In the secondary school the problem is more to do with the “done it already” syndrome from children. They may be confusing “doing Christmas” every year in primary school with “doing Christianity”.

Secondary RE needs to emphasise, where primary hasn’t already, that for 300 years Christianity existed without a Christmas Day. It also existed without a Bible, church buildings, a day off for worship and a professional clergy - which can help children to question their assumptions about Christianity if it was not all these things for 300 years.

Research at Exeter University shows that at least in relation to Jesus, key stage 3 RE agreed syllabuses are not presenting the Jesus of world religions - Judaism, Christianity, Islam, Rastafarianism - or the Jesus of the latest New Testament scholarship. The results of questionnaires and selected interviews with 542 Year 8 children asking what they understand about Jesus and where they got their ideas from are contained in a research report. Free e-copies can be requested from biblos@exeter.ac.uk Currently the Exeter Jesus Project is testing curriculum materials to improve classroom teaching by action research.

But the biggest challenge in presenting Christianity in RE is to show that it is a vibrant, expanding world faith, whether one chooses to join it or not - and not just a pallid set of beliefs that no one would bother to live for, let alone be willing to die for.

Heritage Christianity - showing how it underpins our cultural past - is rather like the clapped out old trains which some railway companies are still using, laughably named “heritage rolling stock”. They’re useful but they won’t roll very far. Heritage Christianity matters to understand western culture, but it can distort the vibrancy of the living thing. We can easily present Islam as an expanding, culturally diverse, planetary faith with a confident self-identity. So how come we can’t do the same for Christianity? And if British Christianity is in unconfident decline, why do we assume Britain is leading the world?

Terence Copley is professor of religious education at the University of Exeter

QUICK GUIDE TO TEACHING CHRISTIANITY WELL

Present it as a culturally diverse, global religion

Illustrate that most of the world’s Christians are non-Europeans

Show different sorts of Christian worship: formal, informal; different denominations: Pentecostalists, Anglo-Catholics, Salvation Army, house churches

Show that one third of the world’s Christians are Orthodox (Greek Orthodox, Russian Orthodox etc)

Include Roman Catholics - RE is often implicitly Protestant in its presentation of Christianity. Yet Roman Catholicism is the biggest church on the planet.

Put biblical narrative into its own cultural context - the gospels are not like modern biographies

If older children claim to “know it all”, study unusual material like the Gospel of Thomas

Let children interview “real” believers and ask them questions, don’t let pupils be talked at

Get a member of the clergy to go through a week in their diary with a class to show their work

Induct KS3 and 4 into the current debates and arguments in Christianity

Present Christianity as something that can change lives.
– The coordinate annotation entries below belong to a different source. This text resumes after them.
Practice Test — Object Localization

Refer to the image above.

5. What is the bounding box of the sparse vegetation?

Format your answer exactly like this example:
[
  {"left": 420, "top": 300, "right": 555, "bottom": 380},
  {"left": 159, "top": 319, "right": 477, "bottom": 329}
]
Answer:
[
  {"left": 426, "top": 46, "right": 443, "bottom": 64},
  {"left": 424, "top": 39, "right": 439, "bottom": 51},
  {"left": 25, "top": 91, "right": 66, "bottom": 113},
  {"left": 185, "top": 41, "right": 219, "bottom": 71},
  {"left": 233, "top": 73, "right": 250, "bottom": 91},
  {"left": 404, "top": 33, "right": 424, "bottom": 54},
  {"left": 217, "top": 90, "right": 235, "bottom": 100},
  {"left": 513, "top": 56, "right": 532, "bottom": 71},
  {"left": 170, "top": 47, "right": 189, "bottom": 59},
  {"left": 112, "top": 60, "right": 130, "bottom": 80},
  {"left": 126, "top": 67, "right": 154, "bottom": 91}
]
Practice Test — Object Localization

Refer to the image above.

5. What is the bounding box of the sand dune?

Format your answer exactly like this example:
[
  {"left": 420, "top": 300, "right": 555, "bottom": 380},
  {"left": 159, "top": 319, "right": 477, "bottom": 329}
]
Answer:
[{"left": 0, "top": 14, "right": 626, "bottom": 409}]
QUICK GUIDE TO TEACHING CHRISTIANITY BADLY

Assume everybody knows what it is

Present it as a white European religion

Present Christianity as just a set of beliefs

Never mention Jesus’s Jewish identity

Don’t explain the word Christ

Moralise Jesus’s parables, omitting all mention of God

Present the Temptations (Matthew 4.1-11) as facts a TV camera would record

Tell the miracle narratives without any explanation or discussion

Use only pictures of middle-aged male clergy in old church buildings

Reinforce the British public image of a declining Church

Invite elderly Christians to give boring talks about Christianity in lessons

Restrict “modern Christians” to Mother Theresa and Cliff Richard.